Waltz: Putin Wants to ‘Sow Panic’ in Ukraine to Achieve Goals Easier, Post-Invasion Threats Don’t Do Anything

On Monday’s broadcast of the Fox News Channel’s “America Reports,” Rep. Michael Waltz (R-FL) said that Putin wants “to sow panic within Ukraine itself and either achieve his objectives with a political collapse or make it much easier to do so militarily” with a smaller invasion. And that “talking tough about what we’re going to do after Ukraine is invaded doesn’t do the Ukrainians a whole lot of good.”

Waltz said, “Putin has been putting pieces in place now for months. I don’t ever think he was serious about diplomacy. I think that was buying time maybe on the outside chance he could have gotten some major concessions. But otherwise, I think this is always what he’s intended to do. Because, at the end of the day, he intends to recreate the old Soviet Union, and he got away with it by invading Georgia — by the way, during the Olympics, the 2008 Olympics in Beijing then — with a relatively weak response. He got away with it in 2014 invading Ukraine and taking Crimea with a relatively tepid response — the Obama administration literally threw blankets at the problem — and he believes he’s going to get away with it now, as well.”

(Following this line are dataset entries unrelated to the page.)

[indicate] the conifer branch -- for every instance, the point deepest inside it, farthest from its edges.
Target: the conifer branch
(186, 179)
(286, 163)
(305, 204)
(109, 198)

He added, “[F]rom Washington’s perspective, you know, there’s a lot of frustration in Ukraine on the indecision, the lack of honoring the Ukrainians’ request for more sophisticated lethal aid, and putting sanctions on Russia in place now with the promise then to pull those sanctions back if Putin deescalates. But talking tough about what we’re going to do after Ukraine is invaded doesn’t do the Ukrainians a whole lot of good.”

Waltz further stated, “I do think this is the ultimate form of brink[s]manship on Putin’s part. He’s taking old plays out of the Soviet playbook. Remember, he was the station chief for the KGB in East Germany back during his career. And he’s pulling all of those plays out of disinformation, of brink[s]manship, and, I think, ultimately, he believes that he’ll receive a weak and divided response from the United States and NATO, just as he did in 2014. But he’s also, by telegraphing, hoping, as we discussed, to sow panic within Ukraine itself and either achieve his objectives with a political collapse or make it much easier to do so militarily with a limited — with a more limited invasion.”

He also said that Putin “knows that, because of our energy policies, and because of Germany’s failed energy policies and moving away from nuclear and towards Putin’s Russian [oil] and gas supplies, that he’s going to have a divided response. And I just can’t emphasize enough, guys, that Biden turning off American energy independence and moving us away from our own cleaner, by the way, oil and gas, we doubled U.S. imports from Russia just in the last year. And it’s going to have a huge inflationary spike on global oil. And every time that happens, that makes regimes like Russia and Iran richer and more powerful. He also knows that inflation is a huge political issue for Biden, all of which are playing right into his hands, and is going to put this administration on its back foot.”